Economia

Revisão "possível" de despesa do governo pode economizar R$ 700 bi em 10 anos, diz projeção

Cálculos do economista Gabriel Barros estimam os recursos obtidos se governo promover mudanças no abono salarial, reforma administrativa e fusão de benefícios

Aplicativo do Auxílio Brasil: deturpações no CadÚnico vem sendo apontadas por economistas (Marcelo Camargo/Agência Brasil)

Aplicativo do Auxílio Brasil: deturpações no CadÚnico vem sendo apontadas por economistas (Marcelo Camargo/Agência Brasil)

CR

Carolina Riveira

Publicado em 12 de janeiro de 2023 às 13h03.

Última atualização em 12 de janeiro de 2023 às 15h08.

O governo federal poderia economizar cerca de R$ 700 bilhões em dez anos com a reavaliação de três temas centrais: uma reforma administrativa para futuros servidores, aprimoramento e fusão de políticas sociais (aos moldes do que o Bolsa Família fez nos anos 2000) e revisão do abono salarial.
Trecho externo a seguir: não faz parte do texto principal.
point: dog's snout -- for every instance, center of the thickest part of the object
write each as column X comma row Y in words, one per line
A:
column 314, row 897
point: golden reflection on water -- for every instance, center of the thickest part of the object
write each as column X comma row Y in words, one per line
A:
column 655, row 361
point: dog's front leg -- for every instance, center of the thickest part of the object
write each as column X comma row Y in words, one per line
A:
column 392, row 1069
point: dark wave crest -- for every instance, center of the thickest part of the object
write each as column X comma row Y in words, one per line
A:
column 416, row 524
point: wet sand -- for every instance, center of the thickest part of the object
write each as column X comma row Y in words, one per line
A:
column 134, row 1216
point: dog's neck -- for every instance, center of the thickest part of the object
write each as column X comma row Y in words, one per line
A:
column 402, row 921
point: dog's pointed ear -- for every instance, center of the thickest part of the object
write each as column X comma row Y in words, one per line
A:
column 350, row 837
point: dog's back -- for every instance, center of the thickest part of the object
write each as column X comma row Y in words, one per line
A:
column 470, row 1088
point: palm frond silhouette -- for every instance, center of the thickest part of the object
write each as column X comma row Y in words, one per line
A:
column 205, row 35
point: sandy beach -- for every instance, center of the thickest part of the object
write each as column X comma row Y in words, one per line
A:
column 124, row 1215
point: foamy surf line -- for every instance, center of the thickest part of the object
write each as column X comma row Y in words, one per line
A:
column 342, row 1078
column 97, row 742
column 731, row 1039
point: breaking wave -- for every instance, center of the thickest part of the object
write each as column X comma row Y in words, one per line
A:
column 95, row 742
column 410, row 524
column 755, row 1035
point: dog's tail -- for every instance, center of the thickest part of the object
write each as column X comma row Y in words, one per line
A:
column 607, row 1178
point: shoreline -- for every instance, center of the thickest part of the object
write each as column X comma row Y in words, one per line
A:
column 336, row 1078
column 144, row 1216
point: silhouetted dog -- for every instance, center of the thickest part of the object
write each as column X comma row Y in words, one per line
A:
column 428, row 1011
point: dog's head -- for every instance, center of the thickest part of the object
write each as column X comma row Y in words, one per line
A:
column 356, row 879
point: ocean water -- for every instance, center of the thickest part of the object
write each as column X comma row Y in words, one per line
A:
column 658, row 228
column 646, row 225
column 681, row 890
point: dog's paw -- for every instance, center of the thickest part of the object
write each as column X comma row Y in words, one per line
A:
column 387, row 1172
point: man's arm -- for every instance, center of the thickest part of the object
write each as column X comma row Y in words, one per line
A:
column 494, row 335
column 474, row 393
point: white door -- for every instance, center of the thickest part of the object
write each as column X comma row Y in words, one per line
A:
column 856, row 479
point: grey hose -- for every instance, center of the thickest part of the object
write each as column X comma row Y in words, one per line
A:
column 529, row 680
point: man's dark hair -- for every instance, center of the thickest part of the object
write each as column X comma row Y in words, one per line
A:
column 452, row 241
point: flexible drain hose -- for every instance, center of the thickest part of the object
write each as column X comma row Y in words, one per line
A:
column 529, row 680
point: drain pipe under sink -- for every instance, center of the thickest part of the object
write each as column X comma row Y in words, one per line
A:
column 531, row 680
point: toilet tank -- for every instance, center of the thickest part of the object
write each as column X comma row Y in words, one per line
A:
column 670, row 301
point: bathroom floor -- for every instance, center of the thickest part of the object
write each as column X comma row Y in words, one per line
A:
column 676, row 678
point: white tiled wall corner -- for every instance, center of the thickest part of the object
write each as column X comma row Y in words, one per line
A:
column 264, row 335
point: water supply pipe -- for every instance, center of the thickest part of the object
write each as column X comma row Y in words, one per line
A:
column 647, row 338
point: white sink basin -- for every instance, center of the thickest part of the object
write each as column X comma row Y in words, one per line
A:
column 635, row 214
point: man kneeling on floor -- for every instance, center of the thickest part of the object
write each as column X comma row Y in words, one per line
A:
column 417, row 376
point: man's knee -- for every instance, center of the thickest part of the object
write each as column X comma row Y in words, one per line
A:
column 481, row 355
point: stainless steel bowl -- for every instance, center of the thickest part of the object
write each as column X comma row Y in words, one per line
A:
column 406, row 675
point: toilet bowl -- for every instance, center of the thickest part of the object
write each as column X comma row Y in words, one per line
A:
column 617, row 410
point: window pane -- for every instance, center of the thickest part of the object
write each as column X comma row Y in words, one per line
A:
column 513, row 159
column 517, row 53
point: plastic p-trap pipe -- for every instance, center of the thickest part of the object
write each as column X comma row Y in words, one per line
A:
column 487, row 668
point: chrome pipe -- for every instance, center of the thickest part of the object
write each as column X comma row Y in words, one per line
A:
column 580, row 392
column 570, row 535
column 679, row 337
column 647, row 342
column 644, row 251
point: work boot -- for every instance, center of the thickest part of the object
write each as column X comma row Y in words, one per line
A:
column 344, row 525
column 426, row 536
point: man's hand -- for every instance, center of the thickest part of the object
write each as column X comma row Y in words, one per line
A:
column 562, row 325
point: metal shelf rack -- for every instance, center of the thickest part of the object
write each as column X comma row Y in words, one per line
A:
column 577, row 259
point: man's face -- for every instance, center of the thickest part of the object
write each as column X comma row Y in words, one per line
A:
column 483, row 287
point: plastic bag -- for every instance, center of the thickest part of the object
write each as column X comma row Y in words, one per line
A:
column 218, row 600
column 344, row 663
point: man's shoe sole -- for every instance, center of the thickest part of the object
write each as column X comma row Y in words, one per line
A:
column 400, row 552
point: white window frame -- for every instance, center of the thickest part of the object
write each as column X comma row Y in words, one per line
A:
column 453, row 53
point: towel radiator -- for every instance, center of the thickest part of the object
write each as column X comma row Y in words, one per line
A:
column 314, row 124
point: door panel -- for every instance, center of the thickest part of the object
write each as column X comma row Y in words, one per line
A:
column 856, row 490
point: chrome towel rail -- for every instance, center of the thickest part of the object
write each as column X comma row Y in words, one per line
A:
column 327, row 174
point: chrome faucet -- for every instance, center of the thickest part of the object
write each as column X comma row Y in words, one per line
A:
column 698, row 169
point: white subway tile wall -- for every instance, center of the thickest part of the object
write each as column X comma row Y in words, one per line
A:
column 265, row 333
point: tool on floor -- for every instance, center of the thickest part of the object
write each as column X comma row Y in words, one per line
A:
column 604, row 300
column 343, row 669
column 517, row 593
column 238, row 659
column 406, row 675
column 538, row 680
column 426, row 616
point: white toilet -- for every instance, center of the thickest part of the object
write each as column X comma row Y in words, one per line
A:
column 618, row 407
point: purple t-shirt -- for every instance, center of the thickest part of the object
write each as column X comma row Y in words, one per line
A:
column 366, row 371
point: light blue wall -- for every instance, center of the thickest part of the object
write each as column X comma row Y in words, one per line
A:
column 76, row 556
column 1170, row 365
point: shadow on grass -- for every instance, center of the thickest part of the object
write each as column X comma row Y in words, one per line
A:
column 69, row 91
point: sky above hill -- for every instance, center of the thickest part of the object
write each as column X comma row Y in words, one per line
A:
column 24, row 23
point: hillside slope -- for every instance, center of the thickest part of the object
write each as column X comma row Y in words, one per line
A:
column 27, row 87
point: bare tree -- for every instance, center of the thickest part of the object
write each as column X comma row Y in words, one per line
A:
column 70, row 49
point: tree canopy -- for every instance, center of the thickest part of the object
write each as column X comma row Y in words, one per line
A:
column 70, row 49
A projeção é do economista Gabriel Leal de Barros, sócio e economista-chefe da Ryo Asset e ex-diretor da IFI (Instituição Fiscal Independente), em artigo publicado nesta semana. O cálculo é feito estimando um cenário em que essas medidas fossem aprovadas em 2023, com vigência a partir de 2024 (leia na íntegra).

Primeiro, na frente da reforma administrativa, o economista simula uma reforma apenas para novos servidores, com salário de entrada limitado para carreiras generalistas e nova sistemática de promoções. A economia fiscal seria de R$ 207,1 bilhões em dez anos (de 2024 a 2033). Só nos primeiros dois anos, o ganho projetado é de quase R$ 17 bilhões.

Em segundo lugar — talvez na medida mais consensual — há a revisão do abono salarial, que poderia gerar economia de mais de R$ 300 bilhões a depender do formato. O abono é um 14º salário pago a trabalhadores que ganham até dois salários mínimos (com custo atual de R$ 20 bilhões por ano e que pode chegar a R$ 37 bilhões em 2033 caso nada seja feito).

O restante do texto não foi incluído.